Monday, January 23, 2006

How Stereos Have Evolved

In 1978 I bought my first car, a bright red ’72 Dodge Colt GT with white racing stripes painted down either side. I was 18 and I chose the car because even with its puny engine, it could chirp the rear tires when hard-shifted into second gear. The very first accessory I bought for that car was a stereo. It was a Craig Powerplay in-dash player, with auto-reverse and AM/FM receiver - very state-of-the-art at the time – and 8 tracks sucked. The only trouble was that I could not afford, on my Dairy Queen wages, the amplifier or speakers needed to make the stereo really perform. I did, however, have a quality pair of headphones which I had received as a Christmas present, so I fitted a headphone jack into the dashboard of my Colt. Now I could cruise around and listen to my tunes in bliss. No road noise either!

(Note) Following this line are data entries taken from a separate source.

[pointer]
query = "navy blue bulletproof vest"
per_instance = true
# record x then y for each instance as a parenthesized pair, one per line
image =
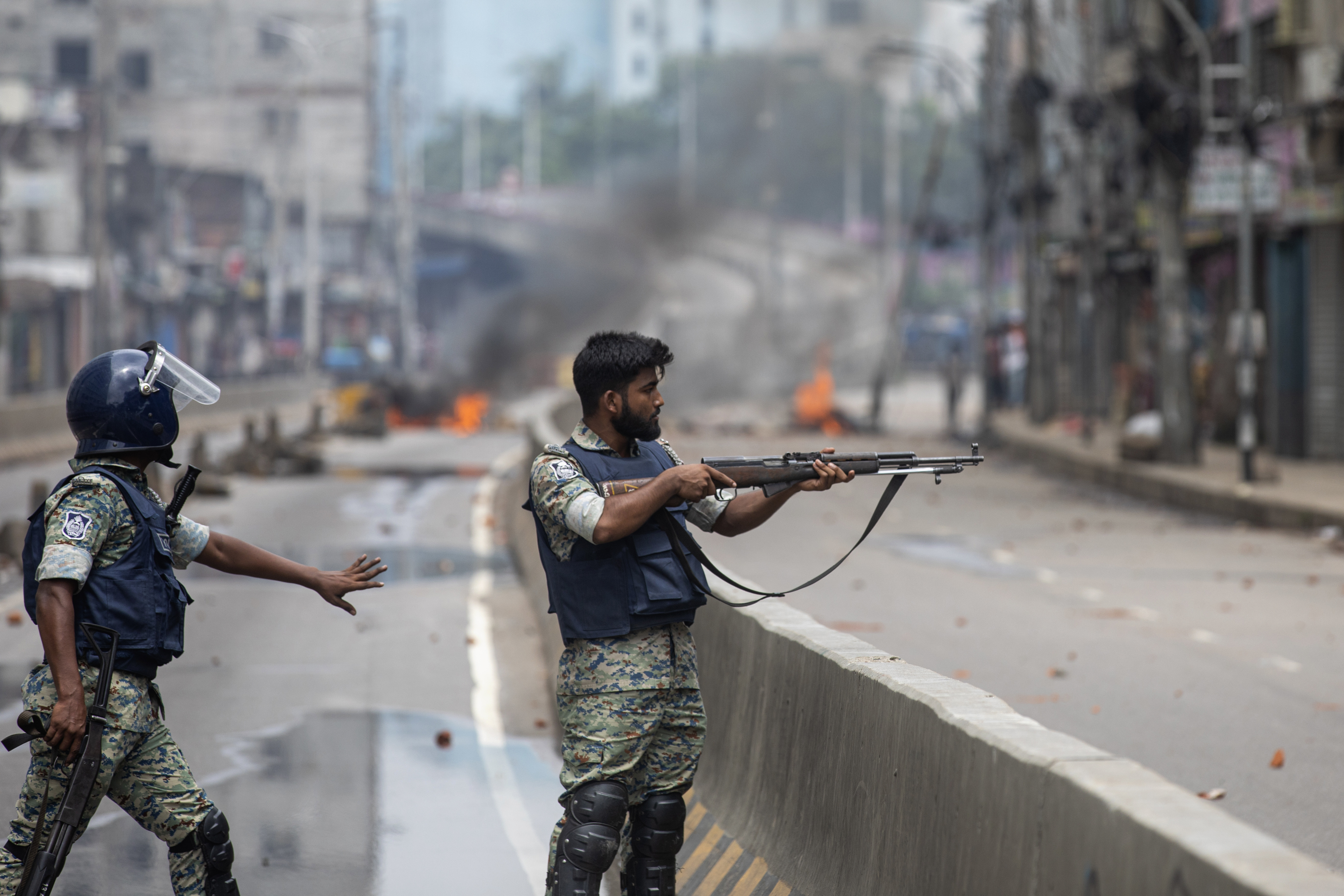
(613, 589)
(139, 596)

It was an idea ahead of its time; the Sony Walkman was still two years away from its public debut. In ’78 you just didn’t see people in motion wearing headphones, and I got a lot of gaping looks as I drove around. My friends thought it was way-cool.

My point is that this was an age of “Dedicated Listening”. Combining music and an activity was a very new idea, and putting a hi-fi in a car is a good early example of a departure from dedicated listening. Pardon me for getting nostalgic, but the world of music was very different than it is today. Ripping the plastic off a new record album and reading the album cover was almost a religious experience, a feeling strangely absent when bringing home a new CD. I had audiophile friends who would save up and spend $800 just for a turntable; that would be a direct-drive model; belt drive models weren’t accurate enough. Anyone with a reel-to-reel was the envy of us all. One friend spent over $100 just for his speaker cables, which were as thick as my index finger. Oh, but the sound was good. We all would gather in somebody’s smoky basement, fight for that primo La-Z-Boy chair, which was carefully aligned to the speakers for the ideal listening position, then crank the volume and sit there with our eyes closed while the color and richness of the music penetrated to our very bones.

The only place you’d ever find headphones, they’d be attached to a serious hi-fi system, and the only activity you’d observe was the rolling of the next doobie.

Now headphones are everywhere. I recently read in the Globe and Mail that i-Pods and MP3 players have put stereo equipment production practically into extinction. According to the article, sales for individual audio components -- CD players, tuners, etc. - in 1999 exceeded 270,000 units. By the year 2003 that number was reduced to a mere 20,000 units. I guess it all started with Walkmans, but now with the ability to cram 10,000 songs into a something smaller than a pack of cards is just too compelling for most of us. We don’t seem to care that the audio quality isn’t as good (although it is surprisingly good), we are more concerned that we can take it with us. And the idea of “Dedicated Listening” is almost quaint. It seems that today’s listeners are all jogging, riding, skiing, riding the bus, cooking, reading (I’ve never been able to do that), or whatever, we seem to need to be in motion with our tunes.

I’m not saying there’s anything wrong with any of this, it’s just different than it was in the good old days. I have an MP3 player myself, and next week I’ll tell you all about it, with some tips for deciding which one to buy. And just in case you’re interested, I eventually blew that puny engine in my Dodge Colt, and I swapped in a mighty Chevy V8. My friends thought that was even cooler than the headphones.